Another importer, Mrs. Grace Ifeayinwa, expressed the fear that her clearing agent might have shortchanged government in the duty payment for her Toyota Highlander imported through the Apapa port.Ifeayinwa, who said she could not trust any agent due to allegations of fraud, revealed that she was trying to verify the original duty payable on the vehicle upon allegation that the clearing agent paid N700,000 instead of N1.2 million estimated by the customs.
“When I confronted him, he started avoiding me. Then I contacted another agent who also claimed that I have to pay a penalty fee of N400,000 with a processing fee of N120,000. I have made my findings and discovered that they are both fraudulent, but I am confused now, because I cannot drive the car.
“The customs should simplify the duty calculations and payment so that the importers would be able to know the exact duty payable and possibly effect payment by themselves. The existing method is encouraging fraud and it’s not good for our economy,” she said.The President of the National Council of Managing Directors of Customs Licensed Agents, (NCMDCLA), Lucky Amiwero, told The Guardian that the association was doing a lot to ensure that the agents comply with the ethical practice in the job.
Amiwero said the importers should report fraudulent agents to the appropriate quarters such as the customs management, which is authorized to sanction any erring practitioner.
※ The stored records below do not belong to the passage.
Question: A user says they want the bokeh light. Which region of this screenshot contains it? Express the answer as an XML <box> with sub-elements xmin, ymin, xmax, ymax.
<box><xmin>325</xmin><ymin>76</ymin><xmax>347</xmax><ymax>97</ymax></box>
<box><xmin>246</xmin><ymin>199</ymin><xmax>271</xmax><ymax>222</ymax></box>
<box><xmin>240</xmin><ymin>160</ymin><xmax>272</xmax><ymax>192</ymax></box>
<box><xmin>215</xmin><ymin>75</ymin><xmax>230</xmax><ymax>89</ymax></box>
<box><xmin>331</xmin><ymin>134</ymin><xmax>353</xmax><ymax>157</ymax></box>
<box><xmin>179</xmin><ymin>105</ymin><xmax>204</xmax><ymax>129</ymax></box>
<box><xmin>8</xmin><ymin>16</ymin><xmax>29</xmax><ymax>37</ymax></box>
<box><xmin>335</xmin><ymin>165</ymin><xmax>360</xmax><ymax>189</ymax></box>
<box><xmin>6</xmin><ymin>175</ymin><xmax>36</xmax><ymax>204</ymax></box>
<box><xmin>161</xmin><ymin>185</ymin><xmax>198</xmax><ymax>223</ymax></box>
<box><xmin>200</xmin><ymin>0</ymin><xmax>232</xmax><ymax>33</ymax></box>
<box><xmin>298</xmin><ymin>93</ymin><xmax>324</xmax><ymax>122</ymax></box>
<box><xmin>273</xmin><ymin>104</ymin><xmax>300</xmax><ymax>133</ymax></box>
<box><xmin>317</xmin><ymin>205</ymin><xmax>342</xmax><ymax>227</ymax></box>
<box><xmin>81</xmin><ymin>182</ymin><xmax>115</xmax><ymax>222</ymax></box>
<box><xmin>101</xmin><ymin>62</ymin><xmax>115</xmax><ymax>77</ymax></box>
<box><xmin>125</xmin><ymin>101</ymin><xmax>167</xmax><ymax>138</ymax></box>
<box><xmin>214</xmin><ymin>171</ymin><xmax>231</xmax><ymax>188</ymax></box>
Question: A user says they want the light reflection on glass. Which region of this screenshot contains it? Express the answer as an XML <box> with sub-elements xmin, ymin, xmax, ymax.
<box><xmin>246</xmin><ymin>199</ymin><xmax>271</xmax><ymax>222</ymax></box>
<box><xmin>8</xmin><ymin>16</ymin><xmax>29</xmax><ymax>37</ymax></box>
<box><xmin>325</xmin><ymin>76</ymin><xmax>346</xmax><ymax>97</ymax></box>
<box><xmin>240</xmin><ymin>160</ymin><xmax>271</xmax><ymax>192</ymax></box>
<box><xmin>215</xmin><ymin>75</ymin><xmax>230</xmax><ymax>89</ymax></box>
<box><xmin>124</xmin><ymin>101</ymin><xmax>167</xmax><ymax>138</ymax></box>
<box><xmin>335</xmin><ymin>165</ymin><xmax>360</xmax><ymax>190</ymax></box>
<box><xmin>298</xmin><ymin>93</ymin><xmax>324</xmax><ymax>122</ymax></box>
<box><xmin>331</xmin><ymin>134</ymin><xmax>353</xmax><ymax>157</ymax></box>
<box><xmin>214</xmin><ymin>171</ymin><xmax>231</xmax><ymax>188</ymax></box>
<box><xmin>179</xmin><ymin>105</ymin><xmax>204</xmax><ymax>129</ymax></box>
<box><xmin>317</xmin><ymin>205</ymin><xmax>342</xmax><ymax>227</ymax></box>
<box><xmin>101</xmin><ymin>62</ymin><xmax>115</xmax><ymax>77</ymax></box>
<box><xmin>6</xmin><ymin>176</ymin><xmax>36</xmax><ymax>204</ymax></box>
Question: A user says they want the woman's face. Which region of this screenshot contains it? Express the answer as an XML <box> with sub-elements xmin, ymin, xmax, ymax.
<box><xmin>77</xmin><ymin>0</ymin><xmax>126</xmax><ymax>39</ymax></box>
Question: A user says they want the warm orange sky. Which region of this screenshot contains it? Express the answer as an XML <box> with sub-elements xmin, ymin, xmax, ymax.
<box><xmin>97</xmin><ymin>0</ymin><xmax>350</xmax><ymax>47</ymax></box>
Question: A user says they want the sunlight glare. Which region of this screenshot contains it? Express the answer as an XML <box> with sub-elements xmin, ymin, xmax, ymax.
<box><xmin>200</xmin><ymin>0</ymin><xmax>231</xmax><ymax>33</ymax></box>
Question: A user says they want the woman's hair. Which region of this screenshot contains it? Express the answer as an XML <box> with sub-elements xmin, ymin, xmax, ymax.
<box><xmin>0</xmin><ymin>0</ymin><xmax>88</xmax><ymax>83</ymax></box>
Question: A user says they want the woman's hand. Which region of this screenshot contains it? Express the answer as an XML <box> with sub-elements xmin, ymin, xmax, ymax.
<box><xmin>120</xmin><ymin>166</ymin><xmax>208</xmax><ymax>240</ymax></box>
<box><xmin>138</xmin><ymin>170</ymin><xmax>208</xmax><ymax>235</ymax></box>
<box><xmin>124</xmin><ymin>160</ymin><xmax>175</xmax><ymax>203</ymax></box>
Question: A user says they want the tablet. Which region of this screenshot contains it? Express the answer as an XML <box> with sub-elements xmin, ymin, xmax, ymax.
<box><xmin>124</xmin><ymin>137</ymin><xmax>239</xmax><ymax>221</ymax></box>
“Such an agent could be dragged to court which will declare him as guilty and mete out necessary punishment. If a court has not declared him guilty, it would be difficult for anyone to call him a fraudster. Besides, the NCS also has the authority to sanction any erring agent by way of withdrawing the operating certificate, and the agency has been doing that when it is convinced beyond reasonable doubt,” he said.
The Public Relations Officer, Customs Tin Can Island Command, Uche Ejesieme, told The Guardian that the agency did not tolerate fraudulent agents.“We ensure strict compliance with duty rules and sanction the erring agents after a diligent profiling has proved him to be fraudulent.
“We have sanctions that we apply to those that are circumventing the process. We have blocked a lot of licences. Once we do system profiling and discover infraction in documentation or any manner, we have a way of blocking the license. I can assure you that we follow due process before anybody can block the license. We go through all manner of processes before you can ascertain fraudulent agents. If you don’t engage in such checks and balances, they will let the system off. We have many of them that have been blocked,” he said. He alleged that some of the fraudulent agents used other people’s licences, but at the end of the day, the owner of the licence would be the one to suffer.
Ejesieme enjoined vehicle owners who feel defrauded to visit the customs zonal office to regularise their duty, saying the NCS had opened a window for such an opportunity. “The CG has opened a window in all zonal offices of customs. We have a platform there whereby anybody who wants to regulate his duty payment can stroll in and do so without stress,” he said.